Goodenia gracilis, commonly known as slender goodenia, is a species of flowering plant in the family Goodeniaceae and is endemic to Australia. It is an annual or perennial herb with linear to lance-shaped leaves and racemes of yellow flowers.

==Description==
Goodenia gracilis is an annual or perennial herb that typically grows to a height of 50 cm. The leaves are mostly at the base of the plant, linear to lance-shaped, 5–17 mm long and 1–5 mm wide sometimes with toothed edges. The flowers are arranged in racemes 30–200 mm long on a peduncle usually 10–25 mm long with linear bracts up to 20 mm long at the base. Each flower is on a pedicel 8–20 mm long with linear bracteoles 1–2 mm long. The sepals are narrow triangular, 1–1.4 mm long and the petals are yellow, 7–10 mm long.
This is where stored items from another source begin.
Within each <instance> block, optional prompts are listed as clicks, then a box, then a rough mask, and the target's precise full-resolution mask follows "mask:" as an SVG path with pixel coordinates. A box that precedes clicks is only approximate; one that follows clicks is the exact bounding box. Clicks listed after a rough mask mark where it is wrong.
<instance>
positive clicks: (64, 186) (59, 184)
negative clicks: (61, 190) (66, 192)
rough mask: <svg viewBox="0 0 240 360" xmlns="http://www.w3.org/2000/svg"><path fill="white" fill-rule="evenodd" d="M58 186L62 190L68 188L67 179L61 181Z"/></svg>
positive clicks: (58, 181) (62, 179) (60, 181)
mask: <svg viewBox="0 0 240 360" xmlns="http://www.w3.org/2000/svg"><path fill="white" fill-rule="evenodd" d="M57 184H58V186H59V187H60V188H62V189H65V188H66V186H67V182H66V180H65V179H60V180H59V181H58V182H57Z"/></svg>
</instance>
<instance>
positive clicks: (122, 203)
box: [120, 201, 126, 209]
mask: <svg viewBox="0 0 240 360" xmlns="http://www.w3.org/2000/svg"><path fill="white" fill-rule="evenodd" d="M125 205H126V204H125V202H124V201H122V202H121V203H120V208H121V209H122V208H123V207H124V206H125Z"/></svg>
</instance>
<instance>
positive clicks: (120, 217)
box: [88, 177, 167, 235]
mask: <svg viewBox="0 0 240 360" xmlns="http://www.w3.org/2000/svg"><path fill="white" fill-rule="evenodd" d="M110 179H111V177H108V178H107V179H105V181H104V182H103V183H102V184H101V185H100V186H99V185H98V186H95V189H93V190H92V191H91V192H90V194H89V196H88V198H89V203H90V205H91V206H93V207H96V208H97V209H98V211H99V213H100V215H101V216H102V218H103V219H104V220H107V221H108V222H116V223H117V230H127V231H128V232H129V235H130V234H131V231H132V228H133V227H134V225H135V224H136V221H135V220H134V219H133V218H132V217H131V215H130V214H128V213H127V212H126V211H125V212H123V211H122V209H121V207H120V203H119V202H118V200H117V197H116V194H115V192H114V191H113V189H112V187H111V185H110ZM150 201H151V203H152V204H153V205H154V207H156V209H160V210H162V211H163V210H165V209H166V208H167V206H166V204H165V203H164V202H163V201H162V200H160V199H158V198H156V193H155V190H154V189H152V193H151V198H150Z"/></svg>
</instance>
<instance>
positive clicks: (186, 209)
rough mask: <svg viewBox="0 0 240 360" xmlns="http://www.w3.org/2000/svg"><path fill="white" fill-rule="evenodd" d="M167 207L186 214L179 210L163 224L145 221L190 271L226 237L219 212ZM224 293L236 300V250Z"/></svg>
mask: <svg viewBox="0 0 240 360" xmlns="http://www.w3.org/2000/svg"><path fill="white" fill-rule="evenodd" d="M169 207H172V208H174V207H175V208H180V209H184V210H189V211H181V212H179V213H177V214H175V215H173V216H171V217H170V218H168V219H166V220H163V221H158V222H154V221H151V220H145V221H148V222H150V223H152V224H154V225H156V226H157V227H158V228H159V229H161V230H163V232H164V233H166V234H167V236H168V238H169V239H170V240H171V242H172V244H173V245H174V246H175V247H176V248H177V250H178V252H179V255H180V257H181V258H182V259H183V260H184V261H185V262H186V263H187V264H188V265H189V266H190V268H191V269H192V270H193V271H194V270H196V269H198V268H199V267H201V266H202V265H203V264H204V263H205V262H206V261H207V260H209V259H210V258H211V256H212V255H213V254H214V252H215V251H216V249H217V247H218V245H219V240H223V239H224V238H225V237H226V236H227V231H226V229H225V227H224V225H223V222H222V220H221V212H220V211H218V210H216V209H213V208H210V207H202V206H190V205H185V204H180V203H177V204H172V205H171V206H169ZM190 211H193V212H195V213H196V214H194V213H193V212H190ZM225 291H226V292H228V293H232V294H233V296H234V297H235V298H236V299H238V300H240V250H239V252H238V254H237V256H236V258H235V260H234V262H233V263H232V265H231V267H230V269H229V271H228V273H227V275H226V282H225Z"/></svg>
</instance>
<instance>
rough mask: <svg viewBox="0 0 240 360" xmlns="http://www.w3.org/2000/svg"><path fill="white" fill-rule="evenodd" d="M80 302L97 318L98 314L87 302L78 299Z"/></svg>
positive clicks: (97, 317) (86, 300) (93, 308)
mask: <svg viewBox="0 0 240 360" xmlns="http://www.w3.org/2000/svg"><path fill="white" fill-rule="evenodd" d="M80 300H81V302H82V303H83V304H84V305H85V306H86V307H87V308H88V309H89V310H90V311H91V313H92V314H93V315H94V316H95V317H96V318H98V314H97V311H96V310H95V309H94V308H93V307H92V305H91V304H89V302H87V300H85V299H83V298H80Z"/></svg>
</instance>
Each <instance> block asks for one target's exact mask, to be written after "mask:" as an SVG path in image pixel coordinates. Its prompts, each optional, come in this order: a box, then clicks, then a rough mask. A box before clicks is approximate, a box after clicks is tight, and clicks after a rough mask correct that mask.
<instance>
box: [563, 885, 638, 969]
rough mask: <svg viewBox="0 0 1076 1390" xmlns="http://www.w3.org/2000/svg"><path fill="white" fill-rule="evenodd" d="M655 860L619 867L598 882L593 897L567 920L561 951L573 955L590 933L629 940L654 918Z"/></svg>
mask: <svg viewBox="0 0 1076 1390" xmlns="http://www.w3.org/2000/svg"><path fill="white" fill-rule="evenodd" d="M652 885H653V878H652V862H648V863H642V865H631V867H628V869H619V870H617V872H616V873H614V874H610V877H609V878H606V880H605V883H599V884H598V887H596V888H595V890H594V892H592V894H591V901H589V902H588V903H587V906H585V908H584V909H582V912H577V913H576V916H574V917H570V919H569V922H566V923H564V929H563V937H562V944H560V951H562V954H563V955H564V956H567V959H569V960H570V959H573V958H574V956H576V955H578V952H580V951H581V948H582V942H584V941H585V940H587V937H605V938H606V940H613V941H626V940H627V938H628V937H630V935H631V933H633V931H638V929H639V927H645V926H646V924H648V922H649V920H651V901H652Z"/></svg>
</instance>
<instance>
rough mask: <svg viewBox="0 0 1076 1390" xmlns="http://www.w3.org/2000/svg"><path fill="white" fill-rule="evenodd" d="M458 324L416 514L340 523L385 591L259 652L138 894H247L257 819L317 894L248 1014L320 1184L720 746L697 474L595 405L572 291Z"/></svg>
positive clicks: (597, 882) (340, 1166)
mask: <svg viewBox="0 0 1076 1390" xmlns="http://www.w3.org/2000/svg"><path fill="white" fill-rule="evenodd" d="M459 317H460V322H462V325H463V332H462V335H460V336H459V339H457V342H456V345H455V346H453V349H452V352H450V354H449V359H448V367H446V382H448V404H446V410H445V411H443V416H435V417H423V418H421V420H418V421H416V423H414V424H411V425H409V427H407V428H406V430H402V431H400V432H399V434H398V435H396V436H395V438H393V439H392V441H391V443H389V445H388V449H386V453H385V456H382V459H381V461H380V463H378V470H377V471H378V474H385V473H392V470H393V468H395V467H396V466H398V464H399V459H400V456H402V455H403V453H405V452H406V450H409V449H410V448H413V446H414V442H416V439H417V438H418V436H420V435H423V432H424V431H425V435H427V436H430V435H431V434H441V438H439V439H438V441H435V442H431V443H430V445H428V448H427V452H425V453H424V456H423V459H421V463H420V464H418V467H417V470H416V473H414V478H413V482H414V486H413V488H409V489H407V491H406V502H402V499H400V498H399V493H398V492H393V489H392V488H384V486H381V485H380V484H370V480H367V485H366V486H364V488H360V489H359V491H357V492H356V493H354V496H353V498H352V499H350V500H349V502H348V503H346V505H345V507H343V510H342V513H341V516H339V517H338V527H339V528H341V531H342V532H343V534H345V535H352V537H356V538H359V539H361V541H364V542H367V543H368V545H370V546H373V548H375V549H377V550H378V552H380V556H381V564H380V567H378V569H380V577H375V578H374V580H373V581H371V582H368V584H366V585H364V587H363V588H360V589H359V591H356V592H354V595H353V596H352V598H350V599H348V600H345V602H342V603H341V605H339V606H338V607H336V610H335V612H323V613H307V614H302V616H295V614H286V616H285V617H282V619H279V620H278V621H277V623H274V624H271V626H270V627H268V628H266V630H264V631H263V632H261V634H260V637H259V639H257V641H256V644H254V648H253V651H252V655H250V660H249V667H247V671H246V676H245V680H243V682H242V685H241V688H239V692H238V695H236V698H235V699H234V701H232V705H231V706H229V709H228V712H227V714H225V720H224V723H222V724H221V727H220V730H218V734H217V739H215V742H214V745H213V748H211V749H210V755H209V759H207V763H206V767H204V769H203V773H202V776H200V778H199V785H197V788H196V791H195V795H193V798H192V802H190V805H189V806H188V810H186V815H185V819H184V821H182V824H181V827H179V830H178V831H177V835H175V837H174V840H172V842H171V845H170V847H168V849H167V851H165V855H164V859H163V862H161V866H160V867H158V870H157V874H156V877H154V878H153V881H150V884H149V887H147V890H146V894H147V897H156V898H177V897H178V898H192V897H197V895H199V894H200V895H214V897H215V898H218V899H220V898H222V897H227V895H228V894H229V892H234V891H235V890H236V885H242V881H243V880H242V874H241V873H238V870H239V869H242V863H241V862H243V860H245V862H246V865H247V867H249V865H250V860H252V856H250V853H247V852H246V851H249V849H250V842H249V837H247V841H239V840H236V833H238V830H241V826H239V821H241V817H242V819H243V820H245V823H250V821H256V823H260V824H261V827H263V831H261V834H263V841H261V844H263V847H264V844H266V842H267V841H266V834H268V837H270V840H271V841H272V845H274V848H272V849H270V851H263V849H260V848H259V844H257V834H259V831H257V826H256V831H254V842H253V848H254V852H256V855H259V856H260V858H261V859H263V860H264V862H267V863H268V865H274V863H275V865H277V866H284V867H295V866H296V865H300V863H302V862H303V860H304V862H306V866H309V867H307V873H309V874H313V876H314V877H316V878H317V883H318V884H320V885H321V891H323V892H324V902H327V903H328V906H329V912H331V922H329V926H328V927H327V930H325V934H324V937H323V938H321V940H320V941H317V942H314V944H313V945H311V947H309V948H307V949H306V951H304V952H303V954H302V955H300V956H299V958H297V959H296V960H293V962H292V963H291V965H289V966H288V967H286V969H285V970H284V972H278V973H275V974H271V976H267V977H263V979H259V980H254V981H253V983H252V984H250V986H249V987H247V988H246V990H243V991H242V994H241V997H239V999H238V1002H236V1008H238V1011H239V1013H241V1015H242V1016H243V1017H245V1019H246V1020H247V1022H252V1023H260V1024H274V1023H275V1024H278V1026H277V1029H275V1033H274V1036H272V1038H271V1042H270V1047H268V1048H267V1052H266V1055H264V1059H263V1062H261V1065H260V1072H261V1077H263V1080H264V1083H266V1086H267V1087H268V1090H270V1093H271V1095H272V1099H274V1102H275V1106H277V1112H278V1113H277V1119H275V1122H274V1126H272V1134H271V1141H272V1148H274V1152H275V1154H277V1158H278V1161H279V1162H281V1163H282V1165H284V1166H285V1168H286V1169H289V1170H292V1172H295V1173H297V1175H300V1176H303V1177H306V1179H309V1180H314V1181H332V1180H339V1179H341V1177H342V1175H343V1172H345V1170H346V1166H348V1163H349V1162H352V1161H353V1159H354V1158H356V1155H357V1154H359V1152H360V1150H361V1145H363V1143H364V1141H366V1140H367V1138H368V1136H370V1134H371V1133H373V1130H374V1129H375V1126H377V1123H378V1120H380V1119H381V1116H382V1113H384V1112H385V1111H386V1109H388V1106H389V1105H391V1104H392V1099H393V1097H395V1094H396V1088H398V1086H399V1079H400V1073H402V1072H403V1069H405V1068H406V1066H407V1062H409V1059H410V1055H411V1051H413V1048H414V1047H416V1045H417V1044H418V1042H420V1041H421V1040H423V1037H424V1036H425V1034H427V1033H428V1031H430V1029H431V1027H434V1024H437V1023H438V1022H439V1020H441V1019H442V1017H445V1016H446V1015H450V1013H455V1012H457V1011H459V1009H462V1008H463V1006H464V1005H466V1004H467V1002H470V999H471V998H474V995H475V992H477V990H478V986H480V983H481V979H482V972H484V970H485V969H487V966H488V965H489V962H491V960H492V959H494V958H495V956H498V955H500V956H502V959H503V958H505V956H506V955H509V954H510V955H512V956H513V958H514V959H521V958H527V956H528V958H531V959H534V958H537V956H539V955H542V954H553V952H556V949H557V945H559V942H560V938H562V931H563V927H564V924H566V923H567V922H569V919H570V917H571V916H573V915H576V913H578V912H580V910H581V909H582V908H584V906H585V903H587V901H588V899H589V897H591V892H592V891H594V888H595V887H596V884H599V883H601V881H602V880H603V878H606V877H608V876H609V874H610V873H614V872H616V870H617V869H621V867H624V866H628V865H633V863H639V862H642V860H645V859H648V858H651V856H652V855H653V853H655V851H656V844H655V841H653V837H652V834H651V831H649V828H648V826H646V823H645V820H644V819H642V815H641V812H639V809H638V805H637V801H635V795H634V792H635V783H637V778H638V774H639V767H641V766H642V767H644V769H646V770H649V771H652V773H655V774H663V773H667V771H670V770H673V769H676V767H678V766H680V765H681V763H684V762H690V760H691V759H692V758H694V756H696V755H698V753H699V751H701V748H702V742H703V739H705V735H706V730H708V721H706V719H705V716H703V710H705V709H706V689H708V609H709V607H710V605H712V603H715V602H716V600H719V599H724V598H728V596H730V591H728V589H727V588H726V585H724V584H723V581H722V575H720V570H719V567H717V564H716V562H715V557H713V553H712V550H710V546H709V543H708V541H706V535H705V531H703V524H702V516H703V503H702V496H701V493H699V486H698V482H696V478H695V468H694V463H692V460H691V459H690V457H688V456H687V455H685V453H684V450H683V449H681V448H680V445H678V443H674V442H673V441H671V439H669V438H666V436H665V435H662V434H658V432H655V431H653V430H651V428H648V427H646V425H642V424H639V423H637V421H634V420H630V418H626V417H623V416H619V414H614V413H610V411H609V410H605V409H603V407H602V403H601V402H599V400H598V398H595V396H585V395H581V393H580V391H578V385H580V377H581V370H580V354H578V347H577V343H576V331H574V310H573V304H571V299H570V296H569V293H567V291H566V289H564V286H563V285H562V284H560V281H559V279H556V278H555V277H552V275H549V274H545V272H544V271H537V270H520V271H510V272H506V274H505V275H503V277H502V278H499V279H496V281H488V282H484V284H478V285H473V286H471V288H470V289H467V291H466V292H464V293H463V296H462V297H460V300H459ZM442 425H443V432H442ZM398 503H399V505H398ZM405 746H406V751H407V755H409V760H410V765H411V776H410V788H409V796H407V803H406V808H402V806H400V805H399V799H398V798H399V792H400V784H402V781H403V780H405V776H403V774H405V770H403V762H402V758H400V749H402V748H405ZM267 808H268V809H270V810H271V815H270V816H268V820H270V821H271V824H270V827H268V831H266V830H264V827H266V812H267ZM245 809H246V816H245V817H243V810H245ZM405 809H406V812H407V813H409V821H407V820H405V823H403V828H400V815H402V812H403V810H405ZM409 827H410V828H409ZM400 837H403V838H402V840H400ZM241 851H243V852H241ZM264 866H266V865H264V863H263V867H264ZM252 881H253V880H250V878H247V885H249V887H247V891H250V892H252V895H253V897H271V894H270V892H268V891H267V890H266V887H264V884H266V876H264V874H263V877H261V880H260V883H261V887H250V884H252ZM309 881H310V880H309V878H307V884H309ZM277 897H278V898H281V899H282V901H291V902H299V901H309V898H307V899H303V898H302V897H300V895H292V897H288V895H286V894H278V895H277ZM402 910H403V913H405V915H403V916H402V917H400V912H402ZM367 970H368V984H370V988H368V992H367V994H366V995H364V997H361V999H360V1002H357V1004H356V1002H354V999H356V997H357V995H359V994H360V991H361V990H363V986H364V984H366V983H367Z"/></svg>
The lower lobes of the corolla are 2.5–4 mm long with wings about 1 mm wide. Flowering occurs in most months and the fruit is a more or less spherical to oval capsule 3–6 mm long.

==Taxonomy and naming==
Goodenia gracilis was first formally described in 1810 by Robert Brown in his Prodromus Florae Novae Hollandiae et Insulae Van Diemen. The specific epithet (gracilis) means "thin" or "slender".

==Distribution and habitat==
This goodenia grows in heavy, moisture-retaining soil of inland parts of New South Wales, Victoria, Queensland and scattered locations in the Northern Territory.